为什么我的蜘蛛没有进入下一页?

2024-10-06 10:29:11 发布

您现在位置:Python中文网/ 问答频道 /正文

我的蜘蛛没有水平爬行,我也不知道为什么

parse_item函数在第一页上运行得很好。我在scrapy shell中检查了next_page的xpath,它是正确的

你能查一下我的密码吗

我想浏览的网站是this

import scrapy
import datetime
import socket

from scrapy.linkextractors import LinkExtractor
from scrapy.spiders import CrawlSpider, Rule
from scrapy.loader import ItemLoader
from itemloaders.processors import MapCompose
from properties.items import PropertiesItem


class EasySpider(CrawlSpider):
    name = 'easy'
    allowed_domains = ['www.vivareal.com.br']
    start_urls = ['https://www.vivareal.com.br/venda/minas-gerais/belo-horizonte/']

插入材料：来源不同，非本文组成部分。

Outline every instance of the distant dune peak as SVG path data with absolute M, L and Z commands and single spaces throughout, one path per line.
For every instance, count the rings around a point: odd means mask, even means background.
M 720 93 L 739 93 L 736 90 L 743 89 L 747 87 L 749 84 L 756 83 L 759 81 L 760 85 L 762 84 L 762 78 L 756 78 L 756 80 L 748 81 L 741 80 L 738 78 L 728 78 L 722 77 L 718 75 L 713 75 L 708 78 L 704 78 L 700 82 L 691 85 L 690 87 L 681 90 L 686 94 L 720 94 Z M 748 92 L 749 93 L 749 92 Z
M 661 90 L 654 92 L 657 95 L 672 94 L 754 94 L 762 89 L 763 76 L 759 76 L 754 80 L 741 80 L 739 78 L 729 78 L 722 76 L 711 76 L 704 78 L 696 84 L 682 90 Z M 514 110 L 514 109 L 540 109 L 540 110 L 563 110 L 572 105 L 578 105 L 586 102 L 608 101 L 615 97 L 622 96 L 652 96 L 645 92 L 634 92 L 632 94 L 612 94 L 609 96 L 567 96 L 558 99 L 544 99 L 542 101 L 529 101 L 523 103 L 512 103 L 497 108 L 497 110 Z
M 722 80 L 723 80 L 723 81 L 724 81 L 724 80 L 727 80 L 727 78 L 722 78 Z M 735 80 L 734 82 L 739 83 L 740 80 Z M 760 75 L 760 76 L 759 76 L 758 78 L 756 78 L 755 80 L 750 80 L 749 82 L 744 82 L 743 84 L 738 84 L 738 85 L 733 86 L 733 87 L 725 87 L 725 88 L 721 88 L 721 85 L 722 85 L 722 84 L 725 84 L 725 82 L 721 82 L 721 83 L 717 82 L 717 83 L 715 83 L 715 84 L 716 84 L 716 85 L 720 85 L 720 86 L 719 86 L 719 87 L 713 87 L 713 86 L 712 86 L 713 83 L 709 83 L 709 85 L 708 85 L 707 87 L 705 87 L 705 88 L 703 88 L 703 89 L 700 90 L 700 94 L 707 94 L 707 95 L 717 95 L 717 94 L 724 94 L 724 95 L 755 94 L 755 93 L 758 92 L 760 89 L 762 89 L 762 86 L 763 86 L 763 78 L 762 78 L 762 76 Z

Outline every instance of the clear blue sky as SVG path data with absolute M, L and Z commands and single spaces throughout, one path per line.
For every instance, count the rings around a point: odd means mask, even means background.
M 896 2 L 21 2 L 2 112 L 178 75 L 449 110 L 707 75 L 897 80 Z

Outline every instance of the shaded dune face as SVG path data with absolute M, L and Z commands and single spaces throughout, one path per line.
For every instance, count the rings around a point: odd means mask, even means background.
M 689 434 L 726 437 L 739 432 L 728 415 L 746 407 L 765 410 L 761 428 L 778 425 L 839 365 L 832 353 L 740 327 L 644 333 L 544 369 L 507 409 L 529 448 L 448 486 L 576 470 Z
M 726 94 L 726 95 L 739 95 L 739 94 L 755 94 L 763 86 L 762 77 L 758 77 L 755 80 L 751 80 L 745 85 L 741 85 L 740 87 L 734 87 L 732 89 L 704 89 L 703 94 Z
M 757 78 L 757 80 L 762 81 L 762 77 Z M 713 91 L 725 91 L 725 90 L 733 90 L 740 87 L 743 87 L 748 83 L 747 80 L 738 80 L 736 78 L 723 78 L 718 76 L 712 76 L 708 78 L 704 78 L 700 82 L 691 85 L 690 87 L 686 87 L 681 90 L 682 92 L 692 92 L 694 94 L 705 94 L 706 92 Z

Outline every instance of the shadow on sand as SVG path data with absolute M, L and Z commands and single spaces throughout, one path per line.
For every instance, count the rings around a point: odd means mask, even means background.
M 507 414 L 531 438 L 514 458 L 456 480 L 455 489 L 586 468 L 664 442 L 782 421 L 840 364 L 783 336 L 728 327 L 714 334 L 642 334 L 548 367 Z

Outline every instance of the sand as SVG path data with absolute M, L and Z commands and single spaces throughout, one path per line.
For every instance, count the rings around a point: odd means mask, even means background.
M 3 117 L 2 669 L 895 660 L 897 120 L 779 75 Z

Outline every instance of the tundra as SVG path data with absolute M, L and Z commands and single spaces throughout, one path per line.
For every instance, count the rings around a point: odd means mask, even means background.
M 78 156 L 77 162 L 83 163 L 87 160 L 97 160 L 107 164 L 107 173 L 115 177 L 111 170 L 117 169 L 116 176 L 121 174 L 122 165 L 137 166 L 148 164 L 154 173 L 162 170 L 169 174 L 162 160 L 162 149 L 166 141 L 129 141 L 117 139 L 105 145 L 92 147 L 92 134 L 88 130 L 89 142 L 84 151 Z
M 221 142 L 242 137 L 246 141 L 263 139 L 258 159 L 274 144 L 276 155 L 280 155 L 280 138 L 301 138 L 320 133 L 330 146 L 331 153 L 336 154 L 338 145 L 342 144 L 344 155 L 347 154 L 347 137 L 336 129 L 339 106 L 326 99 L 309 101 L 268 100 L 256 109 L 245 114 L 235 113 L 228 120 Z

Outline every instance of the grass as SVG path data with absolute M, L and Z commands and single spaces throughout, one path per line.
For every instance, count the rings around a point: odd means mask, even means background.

    next_page = '//li[@class="pagination__item"][last()]'

    rules = (
        Rule(LinkExtractor(restrict_xpaths=next_page)),
        Rule(LinkExtractor(allow=r'/imovel/', 
                            deny=r'/imoveis-lancamento/'),
                            callback='parse_item'),
    )

    def parse_item(self, response):
        l = ItemLoader(item=PropertiesItem(), response=response)
        l.add_xpath('url', 'a/@href', )
        l.add_xpath('tipo', '//h1/text()',
                    MapCompose(lambda x: x.strip().split()[0]))
        l.add_xpath('valor', '//h3[@class="price__price-info js-price-sale"]/text()',
                    MapCompose(lambda x: x.strip().replace('R$ ', '').replace('.', ''), float))
        l.add_xpath('condominio', '//span[@class="price__list-value condominium js-condominium"]/text()',
                    MapCompose(lambda x: x.strip().replace('R$ ', '').replace('.', ''), float))
        l.add_xpath('endereco', '//p[@class="title__address js-address"]/text()',
                    MapCompose(lambda x: x.split(' - ')[0]))
        l.add_xpath('bairro', '//p[@class="title__address js-address"]/text()',
                    MapCompose(lambda x: x.split(' - ')[1].split(',')[0]))
        l.add_xpath('quartos', '//ul[@class="features"]/li[@title="Quartos"]/span/text()',
                    MapCompose(lambda x: x.strip(), int))
        l.add_xpath('banheiros', '//ul[@class="features"]/li[@title="Banheiros"]/span/text()',
                    MapCompose(lambda x: x.strip(), int))
        l.add_xpath('vagas', '//ul[@class="features"]/li[@title="Vagas"]/span/text()',
                    MapCompose(lambda x: x.strip(), int))
        l.add_xpath('area', '//ul[@class="features"]/li[@title="Área"]/span/text()',
                    MapCompose(lambda x: x.strip(), float))
        l.add_value('url', response.url)
        
        # Housekeeping fields
        l.add_value('project', self.settings.get('BOT_NAME'))
        l.add_value('spider', self.name)
        l.add_value('server', socket.gethostname())
        l.add_value('date', datetime.datetime.now())
        
        return l.load_item()

更新

在搜索日志时,我发现了关于水平爬网的以下内容:

2021-02-22 17:09:24 [scrapy.core.engine] DEBUG: Crawled (200) <GET https://www.vivareal.com.br/venda/minas-gerais/belo-horizonte/#pagina=2> (referer: https://www.vivareal.com.br/venda/minas-gerais/belo-horizonte/)
2021-02-22 17:09:24 [scrapy.dupefilters] DEBUG: Filtered duplicate request: <GET https://www.vivareal.com.br/venda/minas-gerais/belo-horizonte/#pagina=2> - no more duplicates will be shown (see DUPEFILTER_DEBUG to show all duplicates)

似乎下一页被复制了,但我不知道如何修复它

此外,我意识到,尽管href指向#pagina=2,但实际的url是?pagina=2

有什么提示吗


Tags: lambdatextfromimportaddtitlevaluewww
1条回答
网友
1楼 · 发布于 2024-10-06 10:29:11

实际上,你的蜘蛛连第一页都没有爬

问题存在于允许的\u域中。换成

allowed_domains = ['www.vivareal.com.br']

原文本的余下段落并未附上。